We know the story by heart. We have read, heard and watched the Ramayana all our lives. Yet, how often have we taken a step back to think about the heroine of the epic? What did she feel about being abducted and imprisoned? Was she angry when Ram questioned her purity after rescuing her? Did she feel humiliated when she was asked to prove her chastity in public?

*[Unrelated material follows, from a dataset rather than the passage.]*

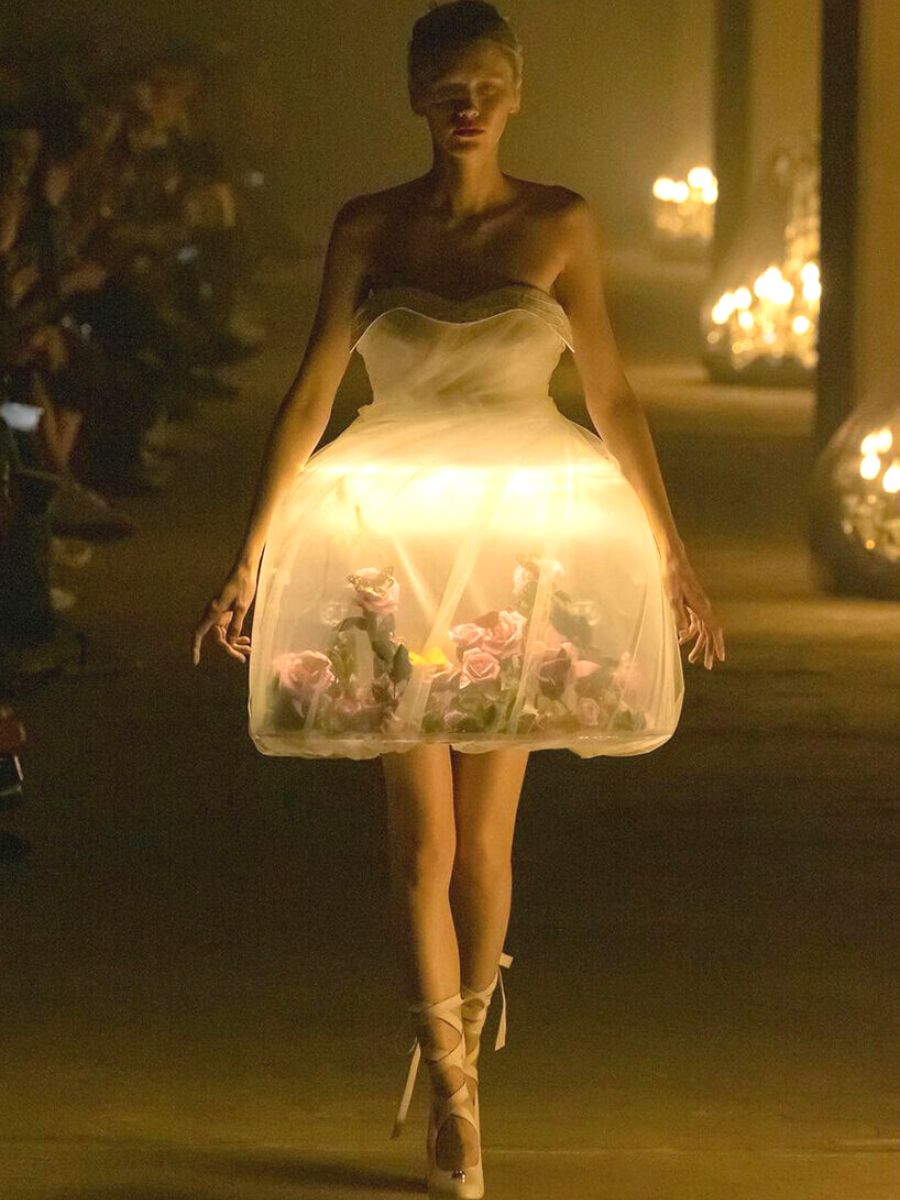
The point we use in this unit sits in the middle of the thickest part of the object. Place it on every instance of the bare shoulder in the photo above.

Panels from the book Sita's Ramayana depicting the women
characters in Ramayana, including Sita


Tara Books' latest graphic novel, Sita's Ramayana, tries to give us some answers, and proffering them is Samhita Arni, a Bengaluru-based writer, who had published a re-telling of the Mahabharata when she was just 12, nearly 15 years ago. Titled The Mahabharata: A Child's View, Arni played both writer and illustrator then.
This time, the illustrations have been done by Patua artist Moyna Chitrakar, based in Nirbhaypur village in west Medinipur district of West Bengal. Patua is a style of art native to West Bengal, where handmade paper pasted on cloth is painted with vegetable and mineral dyes in scroll form, depicting stories from epics as well as mythology. Patua artists are known to travel across villages with their scrolls, singing out the stories.
Arni's concise words lend a voice to Sita, and even a conscience -- a voice in her head makes Sita question the events unfolding around her.

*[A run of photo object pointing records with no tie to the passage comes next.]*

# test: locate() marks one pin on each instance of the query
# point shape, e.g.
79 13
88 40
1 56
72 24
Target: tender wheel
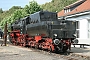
50 50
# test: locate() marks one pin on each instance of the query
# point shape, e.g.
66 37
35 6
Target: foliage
20 12
1 11
57 5
32 7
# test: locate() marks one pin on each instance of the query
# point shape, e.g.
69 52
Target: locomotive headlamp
55 35
74 35
56 41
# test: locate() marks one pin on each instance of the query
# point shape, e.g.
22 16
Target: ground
11 52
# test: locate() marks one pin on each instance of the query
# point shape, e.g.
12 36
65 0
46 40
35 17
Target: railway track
66 55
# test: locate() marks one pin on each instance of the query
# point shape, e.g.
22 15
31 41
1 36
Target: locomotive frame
43 30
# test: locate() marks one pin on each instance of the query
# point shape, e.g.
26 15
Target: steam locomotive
43 30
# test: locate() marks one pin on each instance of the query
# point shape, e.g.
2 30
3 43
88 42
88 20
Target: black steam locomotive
43 30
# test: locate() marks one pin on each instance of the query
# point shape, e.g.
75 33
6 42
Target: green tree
1 11
32 7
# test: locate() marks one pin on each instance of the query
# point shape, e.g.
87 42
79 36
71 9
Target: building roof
81 8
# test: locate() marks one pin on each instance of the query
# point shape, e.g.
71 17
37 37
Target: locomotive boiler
43 30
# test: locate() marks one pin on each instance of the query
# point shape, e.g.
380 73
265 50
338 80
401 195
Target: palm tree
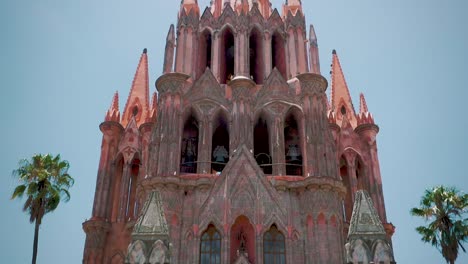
44 180
445 209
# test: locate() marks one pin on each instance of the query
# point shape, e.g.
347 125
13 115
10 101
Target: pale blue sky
61 61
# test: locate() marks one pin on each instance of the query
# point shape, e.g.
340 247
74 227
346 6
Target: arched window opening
274 251
132 185
205 45
361 179
348 202
262 146
220 146
292 145
116 183
189 153
256 57
278 56
227 56
242 239
210 246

A double major in Religion and Film from Mount Holyoke College in the United States, Arni has lived in Pakistan, Thailand and Italy among other countries. She is currently working on a thriller called Searching for Sita.
In an interview with MiD DAY, Arni tells us why the women of Ramayana deserve to come into their own, why she empathises with Ram (despite his flaws) and why she's obsessed with mythology.u00a0

How did Sita's Ramayana come about?
The genesis of this graphic novel lies in a thriller that I am working on. While researching, I came across a whole lot of interesting perspectives on the Ramayana. At the Jaipur Literature Festival in January, I met the publishers and they mentioned that a Patua artist named Moyna Chitrakar was already working on a narrative based on the Ramayana. The Patua version of the Ramayana looks at the epic from a feminist perspective. I decided to stay true to the artists' vision when I collaborated with her and interwove my words around Moyna's narrative.